Parmi les gens qu’on croise à ces moments-là, il y a un type d’individu que tout le monde a un jour rencontré : celui qui te tend la main d’un côté, et qui te tend le verre de l’autre. Celui qui te convie à boire un verre, puis un autre, et qui, le jour où tu as repris ta vie en main, prétend être ton sauveur à ton entourage.
Il va partager avec la jeune femme que ton fils vient de rencontrer, lors d’une manifestation, que tu as abusé de l’alcool. Comme ça, sans contexte, sans nuance. Pour faire la conversation. Pour exister dans le récit. Pour briller un instant en se mettant en position de bienfaiteur dans une histoire qui n’est pas la sienne.

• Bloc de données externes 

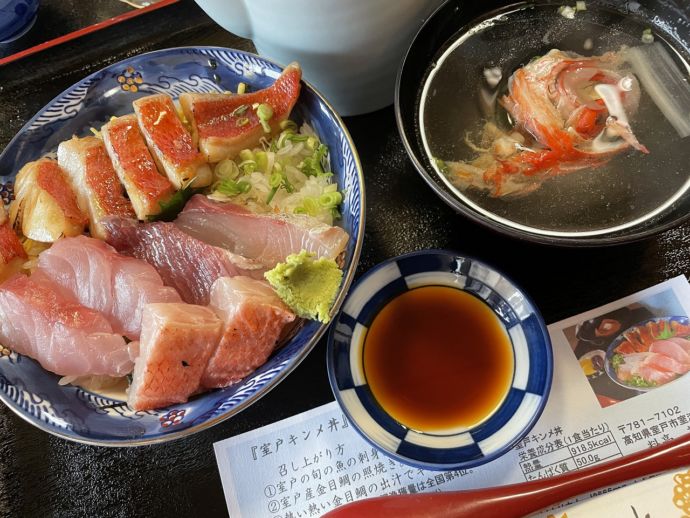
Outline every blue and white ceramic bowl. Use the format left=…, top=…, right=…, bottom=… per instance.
left=0, top=47, right=364, bottom=446
left=0, top=0, right=39, bottom=44
left=328, top=250, right=553, bottom=469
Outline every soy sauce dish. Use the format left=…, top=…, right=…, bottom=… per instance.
left=395, top=0, right=690, bottom=246
left=327, top=250, right=553, bottom=470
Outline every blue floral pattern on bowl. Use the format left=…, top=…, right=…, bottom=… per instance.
left=327, top=250, right=553, bottom=469
left=0, top=0, right=39, bottom=43
left=0, top=47, right=364, bottom=446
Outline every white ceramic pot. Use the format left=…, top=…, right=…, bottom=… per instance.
left=196, top=0, right=443, bottom=115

Ce comportement, c’est l’archétype d’un certain type de personne — j’en parle au masculin parce que c’est un homme cette fois, mais on le trouve partout, dans toutes les régions, dans tous les milieux. Quelqu’un qui n’a rien bâti de solide dans sa propre vie, et qui compense en se servant des fragilités des autres comme monnaie sociale. Quelqu’un qui confond la générosité avec le pouvoir qu’il croit avoir sur toi.
Ce que je veux dire à ce genre de personnes — il y en a plus qu’on ne croit — c’est ceci :
Mon passé n’est pas votre carte de visite.

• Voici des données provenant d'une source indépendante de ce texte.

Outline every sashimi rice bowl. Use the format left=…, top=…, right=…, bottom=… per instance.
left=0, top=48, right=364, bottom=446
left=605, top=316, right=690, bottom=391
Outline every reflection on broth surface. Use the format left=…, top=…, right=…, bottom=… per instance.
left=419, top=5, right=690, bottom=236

Ma faiblesse d’autrefois ne fait pas votre force d’aujourd’hui.
Et la jeunesse de ceux que j’aime n’a pas à être abreuvée de vos confidences déplacées pour que vous existiez l’espace d’une soirée.

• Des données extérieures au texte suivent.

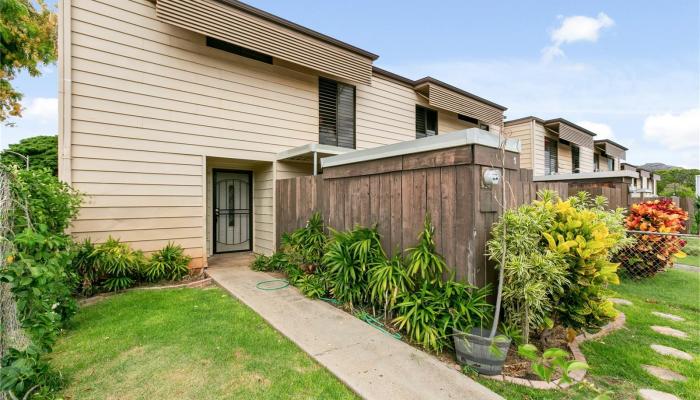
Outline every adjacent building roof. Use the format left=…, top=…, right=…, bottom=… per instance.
left=595, top=139, right=629, bottom=151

Je n’ai pas besoin de vous nommer. Vous savez qui vous êtes. Et si vous lisez ces lignes en vous reconnaissant, c’est déjà trop tard pour vous : aucune personne digne ne se reconnaîtrait dans ce portrait.
Quant à mon fils et à celle qui partage sa vie : je leur fais entièrement confiance pour me juger sur qui je suis aujourd’hui, et non sur qui j’ai été à un moment difficile. C’est cela, la dignité. C’est précisément ce que vous n’avez jamais compris.